5 Common Myths About Marriage After Baby That All Of Us MUST Stop Believing In
What changes after a baby comes into your lives, you may ask – well, everything! It’s a newfound responsibility, a new world altogether. And just like many other new parents, you must have heard several things about how your marriage is going to take a whole new turn and how things will be different between you and your partner now on. How much of it is true and how much isn’t – it’s time to debunk some myths!
Ever heard of the term ‘baby quake’? It’s a common word used to describe how the arrival of a baby shakes things up in a marriage. But again, if you put your trust in relationship myths, you are definitely headed for some wrestling matches with your thoughts! It’s wise to stay grounded and be realistic to enjoy everything marriage has to offer. The arrival of a new member will only add to the happiness and not alter it. Just like life has its ups and downs, relationships have theirs too.
Here are some common myths that we are busting for you to enjoy your marital life post baby, to the fullest!
1. Myth: You’ll Love Your Baby More Than Your Partner
‘Your baby is now your world’, ‘your baby will take all your attention’, ‘your baby should be your first priority’ – all these statements will soon start seeming familiar because people around you will reiterate them time and again.
Truth: There is no doubt that the baby deserves a ton of attention and affection, but it certainly doesn’t mean that the love for your partner will decrease! Yes, sometimes husbands tend to feel neglected because of all that attention the little one gets; however, they are crazy about the baby too. With a little communication, things can be smooth sailing. Always remember, communication is the key!
2. Myth: There is No Such Thing as ‘Romance’
As soon as you put the baby to sleep and step into your room to be with your partner, you suddenly remember you need to sanitize your baby’s feeding kit! There is practically no ‘us’ time left anymore!
Truth: Yes, schedules do become tight and you are always running out of time. Therefore, it is always important to not set very high expectations in terms of romance. Having said that, it certainly doesn’t indicate your love life has come to a dead end! A simple late night coffee break or watching TV together can help keep that spark and magic alive.
3. Myth: Sex is Always Going to Hurt
The pain of childbirth will never let you enjoy sex. The act of love making is going to hurt for a while post delivery and you will be really stretched.

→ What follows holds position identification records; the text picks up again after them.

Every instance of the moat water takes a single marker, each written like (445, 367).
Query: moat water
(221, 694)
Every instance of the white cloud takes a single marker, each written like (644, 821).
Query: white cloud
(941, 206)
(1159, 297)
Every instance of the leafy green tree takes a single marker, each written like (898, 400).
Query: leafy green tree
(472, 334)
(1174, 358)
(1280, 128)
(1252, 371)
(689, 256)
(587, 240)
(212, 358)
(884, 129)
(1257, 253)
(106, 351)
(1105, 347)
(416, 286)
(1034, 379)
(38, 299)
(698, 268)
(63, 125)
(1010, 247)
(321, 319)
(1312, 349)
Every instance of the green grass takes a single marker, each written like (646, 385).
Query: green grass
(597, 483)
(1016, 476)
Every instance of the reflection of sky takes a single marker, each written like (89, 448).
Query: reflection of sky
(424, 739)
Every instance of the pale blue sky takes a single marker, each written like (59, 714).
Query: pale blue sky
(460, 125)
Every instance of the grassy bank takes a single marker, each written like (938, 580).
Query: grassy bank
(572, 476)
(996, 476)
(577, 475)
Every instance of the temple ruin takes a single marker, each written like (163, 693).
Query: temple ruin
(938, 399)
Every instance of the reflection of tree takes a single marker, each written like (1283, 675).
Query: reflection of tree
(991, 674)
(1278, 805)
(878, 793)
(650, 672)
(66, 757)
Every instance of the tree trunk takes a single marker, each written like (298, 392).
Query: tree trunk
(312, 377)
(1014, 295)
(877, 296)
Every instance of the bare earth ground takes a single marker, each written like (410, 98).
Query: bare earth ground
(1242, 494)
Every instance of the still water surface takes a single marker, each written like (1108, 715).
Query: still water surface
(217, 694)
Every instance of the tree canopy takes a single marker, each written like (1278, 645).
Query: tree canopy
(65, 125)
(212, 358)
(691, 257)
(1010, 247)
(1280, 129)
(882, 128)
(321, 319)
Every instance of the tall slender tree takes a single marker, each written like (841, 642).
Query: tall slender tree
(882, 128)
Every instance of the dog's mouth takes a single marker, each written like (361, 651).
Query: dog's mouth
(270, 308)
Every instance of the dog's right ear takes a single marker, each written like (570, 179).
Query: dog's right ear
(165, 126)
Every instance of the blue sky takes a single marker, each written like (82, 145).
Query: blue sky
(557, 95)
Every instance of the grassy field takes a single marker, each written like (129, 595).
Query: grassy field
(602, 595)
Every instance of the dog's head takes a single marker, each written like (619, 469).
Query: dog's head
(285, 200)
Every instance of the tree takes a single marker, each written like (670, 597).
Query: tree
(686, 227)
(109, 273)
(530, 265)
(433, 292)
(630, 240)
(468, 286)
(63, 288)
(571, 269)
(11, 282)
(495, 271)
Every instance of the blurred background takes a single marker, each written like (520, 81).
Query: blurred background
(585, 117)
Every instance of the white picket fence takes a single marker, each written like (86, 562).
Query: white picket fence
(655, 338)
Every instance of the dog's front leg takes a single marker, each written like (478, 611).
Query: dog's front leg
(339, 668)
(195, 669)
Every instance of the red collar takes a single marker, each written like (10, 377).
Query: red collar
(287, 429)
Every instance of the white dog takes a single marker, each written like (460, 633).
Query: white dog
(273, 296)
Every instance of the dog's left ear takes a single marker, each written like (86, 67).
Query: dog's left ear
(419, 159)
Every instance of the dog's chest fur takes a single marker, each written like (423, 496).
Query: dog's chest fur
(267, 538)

Truth: The first time after childbirth is surely different and painful, but that doesn’t mean that it’s permanent. Women tend to experience tenderness in the vaginal area after delivery and thus it is always advisable to take it slow. Also, the truth is that every woman is different and the time they take to get the sex drive back also differs. Some feel ready post week 4 and some may take 6 or more. But the important thing is that sex will definitely be enjoyable again, very soon. ||
4. Myth: Men are Bad at Baby Chores
Tell them to change the diapers and they will create a mess. Tell them to warm the milk, and it surely won’t turn out lukewarm. Basically, they can only be trusted with spoiling the babies silly, but not so much with their chores. Therefore, it is best to just do them by yourself.
Truth: Men mostly spend their times outside the house and therefore feel guilty when they cannot contribute with their little one’s day to day activities. This is one reason why they always want to contribute in any way they can with baby chores. They may be inexperienced and might not match up to your daily level of pro-ness! However, a little encouragement, guidance and practice can do wonders. Some men are wonderful and patient with baby chores, even more than you!
5. Myth: Your Marriage will Definitely be Tested
There will be arguments, there will be miscommunications and there will be misunderstandings. You will never have time for each other and romance is going to take a backseat. Constant bickering will test your marriage constantly and it may reach its breaking point.
Truth: There is just one truth that every married couple must believe in – love conquers all! Having a baby certainly changes things but a little communication and understanding can keep things going great. You have created a life together and taking care of that life will also require team effort. Both of you will be exhausted and tired and sometimes irritable, but remember who you are doing this for and things won’t be so difficult anymore!